I think finiteness is not a meaningful thing to capture in a concept. There is little practical difference between an infinite sequence and one that is merely huge (e.g. 0...Int128.max).
We don't represent non-recoverable errors in the type system, but we plan to support throws for recoverable errors. I'm not sure that's a difference that could make a meaningful difference to an algorithm, since an exception should just propagate through, but I'll add that to the list, just in case.
Contiguous memory: yes, good idea. This is in the same category as a whole bunch of relevant low-level properties like “trivially-movable elements.”

DmT021 Mar 27, 2025

I think finiteness is not a meaningful thing to capture in a concept. There is little practical difference between an infinite sequence and one that is merely huge (e.g. 0...Int128.max).

From a practical point of view, I agree. But there are still some interesting examples that could be made here. Let's say we have a sequence and a function that returns N first elements of the sequence - prefix(s, N). When N is a compile-time-known value and the sequence is infinite, the return type of the function could be T[N], but it has to be Array<T> otherwise. We could take a step further and say that the constraint is N <= "minimal guaranteed length of the sequence" and invent a notion to express that length. And then we could extend this to zip and other sequence agregattors. In general, the idea is that the return types can be more specific without losing compile-time safety.

Unsafe C++ illustration

class FibonacciIterator {
public:
  using value_type = unsigned long;

  constexpr FibonacciIterator() : a(0), b(1) {}

  constexpr value_type operator*() const {
    return a;
  }

  constexpr FibonacciIterator& operator++() {
    unsigned long temp = a;
    a = b;
    b = temp + b;
    return *this;
  }

private:
  unsigned long a, b;
};

class FibonacciSequence {
public:
  constexpr FibonacciIterator begin() const {
    return FibonacciIterator();
  }
};

template<typename Seq, std::size_t Size>
constexpr std::array<unsigned long, Size> constexprPrefix(const Seq& s) {
  std::array<unsigned long, Size> array = {};
  std::size_t i = 0;
  for (auto it = s.begin(); i < Size; ++it, ++i) {
    array[i] = *it;
  }
  return array;
}

auto fib = constexprPrefix<FibonacciSequence, 10>(FibonacciSequence());

We don't represent non-recoverable errors in the type system, but we plan to support throws for recoverable errors. I'm not sure that's a difference that could make a meaningful difference to an algorithm, since an exception should just propagate through, but I'll add that to the list, just in case.

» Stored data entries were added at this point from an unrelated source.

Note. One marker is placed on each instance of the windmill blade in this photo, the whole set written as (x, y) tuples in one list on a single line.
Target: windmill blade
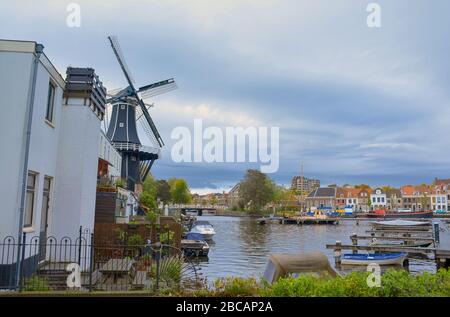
[(157, 88), (119, 55), (115, 91), (146, 127)]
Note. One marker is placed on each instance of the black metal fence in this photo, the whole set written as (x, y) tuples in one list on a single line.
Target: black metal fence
[(51, 264)]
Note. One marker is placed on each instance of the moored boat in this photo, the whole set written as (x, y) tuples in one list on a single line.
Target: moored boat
[(203, 227), (399, 223), (194, 245), (405, 214), (378, 258)]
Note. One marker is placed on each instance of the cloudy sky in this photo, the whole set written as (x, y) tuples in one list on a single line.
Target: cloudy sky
[(356, 104)]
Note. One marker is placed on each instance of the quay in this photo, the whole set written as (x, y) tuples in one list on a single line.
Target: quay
[(408, 235), (310, 221)]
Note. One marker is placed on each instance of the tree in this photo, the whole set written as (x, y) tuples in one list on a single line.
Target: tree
[(163, 192), (179, 191), (256, 190), (281, 194)]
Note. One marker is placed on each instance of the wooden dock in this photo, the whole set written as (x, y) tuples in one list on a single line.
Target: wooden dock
[(310, 221), (406, 235)]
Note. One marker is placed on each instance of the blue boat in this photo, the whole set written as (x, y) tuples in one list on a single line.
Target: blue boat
[(195, 236), (378, 258)]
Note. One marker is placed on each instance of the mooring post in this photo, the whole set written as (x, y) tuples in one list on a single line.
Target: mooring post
[(337, 253), (22, 259), (354, 238), (79, 245), (91, 262), (406, 264)]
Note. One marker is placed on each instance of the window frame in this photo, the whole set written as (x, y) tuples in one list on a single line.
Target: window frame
[(30, 203), (50, 108)]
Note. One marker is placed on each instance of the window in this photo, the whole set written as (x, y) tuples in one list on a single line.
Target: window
[(45, 203), (29, 203), (50, 102)]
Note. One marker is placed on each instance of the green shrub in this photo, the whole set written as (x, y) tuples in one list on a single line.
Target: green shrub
[(394, 283), (136, 240)]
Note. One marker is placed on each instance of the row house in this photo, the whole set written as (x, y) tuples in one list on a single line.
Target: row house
[(378, 199), (322, 197), (446, 184), (416, 198), (440, 198), (393, 199)]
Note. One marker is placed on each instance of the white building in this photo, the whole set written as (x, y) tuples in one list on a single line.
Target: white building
[(378, 199), (439, 198), (61, 172)]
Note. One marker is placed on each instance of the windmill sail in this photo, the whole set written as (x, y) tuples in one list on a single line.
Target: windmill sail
[(128, 116)]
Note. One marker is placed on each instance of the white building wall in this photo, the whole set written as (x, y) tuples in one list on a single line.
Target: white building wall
[(44, 144), (110, 154), (76, 170), (16, 59), (14, 82)]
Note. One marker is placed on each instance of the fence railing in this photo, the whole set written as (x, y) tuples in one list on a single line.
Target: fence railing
[(50, 264)]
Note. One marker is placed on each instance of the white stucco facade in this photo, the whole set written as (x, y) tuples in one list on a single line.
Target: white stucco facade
[(64, 150)]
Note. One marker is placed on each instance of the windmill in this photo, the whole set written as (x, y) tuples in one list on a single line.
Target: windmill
[(128, 111)]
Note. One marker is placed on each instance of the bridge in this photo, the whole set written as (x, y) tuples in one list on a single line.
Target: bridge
[(197, 208)]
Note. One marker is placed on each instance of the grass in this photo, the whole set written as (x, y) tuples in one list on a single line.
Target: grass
[(394, 283)]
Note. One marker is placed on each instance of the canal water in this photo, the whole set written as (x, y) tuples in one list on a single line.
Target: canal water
[(241, 246)]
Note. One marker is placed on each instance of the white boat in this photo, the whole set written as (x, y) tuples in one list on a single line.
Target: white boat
[(205, 228), (379, 258), (400, 223)]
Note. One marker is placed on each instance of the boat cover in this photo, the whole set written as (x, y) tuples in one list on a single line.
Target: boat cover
[(311, 262), (194, 236), (400, 222)]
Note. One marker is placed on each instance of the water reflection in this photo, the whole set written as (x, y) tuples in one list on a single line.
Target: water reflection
[(241, 246)]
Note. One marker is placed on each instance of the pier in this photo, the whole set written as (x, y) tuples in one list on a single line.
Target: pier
[(422, 235)]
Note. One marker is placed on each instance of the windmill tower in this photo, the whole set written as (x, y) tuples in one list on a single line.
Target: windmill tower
[(129, 111)]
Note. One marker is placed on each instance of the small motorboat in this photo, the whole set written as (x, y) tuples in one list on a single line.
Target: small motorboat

If you're going to add throws you'll need a way to generalize over it. For example, the map function - If a sequence may throw an error of type E1 during iteration and the closure passed to map may throw E2 - the map's error type is E1 ∪ E2. Swift doesn't allow throwing errors in IteratorProtocol but allows doing so in AsyncIteratorProtocol. And since SE-0421, the error's type is part of the protocol. And the fact that typed throws were added after the initial introduction of the protocol made it kinda awkward.

RishabhRD · 2025-03-23T15:12:58Z

RishabhRD
Mar 23, 2025

Here are my initial thoughts:

The term "sequence" brings swift's sequence protocol to my mind which I see as a kind of iterator factory.

I think there are 2 kind of iterable entities:

Where "notion of existence" (might not be actual existence) of multiple elements at a time doesn't exist. In Hylo land, I assume we call it Iterator.
Where notion of existence of multiple elements at a time is present. We call it Collection.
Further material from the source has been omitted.